The Floor of your Core: What Does Pelvic Floor Health Look Like?

Pelvic Floor Anatomy


When people think about their “core” they often focus solely on the abdominals. Functionally, the core consists of muscles that form the canister from your rib cage to your pelvis and surround the abdominal and pelvic organs. The top of the canister is the diaphragm, the front and sides are the abdominal muscles, the back is the multifidi, and the bottom is the pelvic floor. It is important for all of these muscles to work together to create support for the skeleton of the trunk as well as the viscera within.

The pelvic floor muscles form a diamond from the pubic bone to the coccyx and from one ischial tuberosity to the other. They are responsible for supporting the undercarriage of the trunk and its contents, regulating the passage of urine, feces, and gas, maintaining appropriate intraabdominal pressure, and allowing for the passage of a baby during child birth.  In order to perform all of these functions, the pelvic floor must be both strong and supple.  When the pelvic floor is not performing optimally, it can lead to back and hip pain, urinary/fecal incontinence, constipation, painful sex, and sexual dysfunction.

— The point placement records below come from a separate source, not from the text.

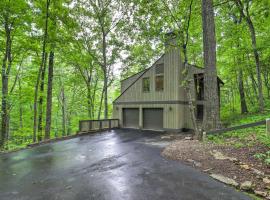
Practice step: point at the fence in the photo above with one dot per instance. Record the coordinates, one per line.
(96, 125)
(259, 123)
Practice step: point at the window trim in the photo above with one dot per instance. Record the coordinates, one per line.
(146, 78)
(159, 90)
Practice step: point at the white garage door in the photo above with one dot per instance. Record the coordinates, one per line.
(131, 117)
(153, 118)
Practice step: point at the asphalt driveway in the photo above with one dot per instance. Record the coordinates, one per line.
(116, 165)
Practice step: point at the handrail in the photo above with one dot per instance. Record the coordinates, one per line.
(97, 125)
(236, 127)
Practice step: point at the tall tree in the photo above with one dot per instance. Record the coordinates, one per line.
(244, 11)
(42, 64)
(49, 96)
(12, 16)
(211, 118)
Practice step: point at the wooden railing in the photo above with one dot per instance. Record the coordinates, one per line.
(97, 125)
(259, 123)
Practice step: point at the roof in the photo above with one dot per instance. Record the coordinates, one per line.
(147, 69)
(144, 71)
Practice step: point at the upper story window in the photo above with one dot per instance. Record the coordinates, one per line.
(146, 84)
(160, 68)
(159, 80)
(159, 83)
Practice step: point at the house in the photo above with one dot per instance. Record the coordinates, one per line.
(155, 98)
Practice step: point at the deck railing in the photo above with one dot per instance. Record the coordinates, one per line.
(97, 125)
(243, 126)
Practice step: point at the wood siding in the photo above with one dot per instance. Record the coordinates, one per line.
(173, 99)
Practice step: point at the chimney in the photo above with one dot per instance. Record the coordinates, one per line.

Pelvic floor health is often reduced to one word: Kegels. However, it is not always appropriate to continuously tighten the muscles of the pelvic floor. As with any other muscle group, excess tension in the pelvic floor is problematic and can lead to musculoskeletal pain, urge incontinence, constipation, and sexual dysfunction. The muscles of the pelvic floor must be able to fully relax and fully contract with control in order to function optimally. Imagine your elbow is already bent 90º and then you try to do bicep curls – likely you will get a muscle cramp and an overly tight biceps. This is similar to performing Kegels on top of already tensioned pelvic floor muscles.  In order to perform pelvic floor strengthening exercises correctly, allow for the full relaxation of the pelvic floor muscles, you should feel a gentle “dropping” of the perineal area towards the floor, and then try to lift the perineal area up towards your head. Always return to a relaxed state following the contraction. Ideally, you can control the strength  and duration of the contraction as well. If you have concerns regarding pelvic floor health or experience symptoms discussed above share your concerns with your provider, they can help you decide the best course of treatment.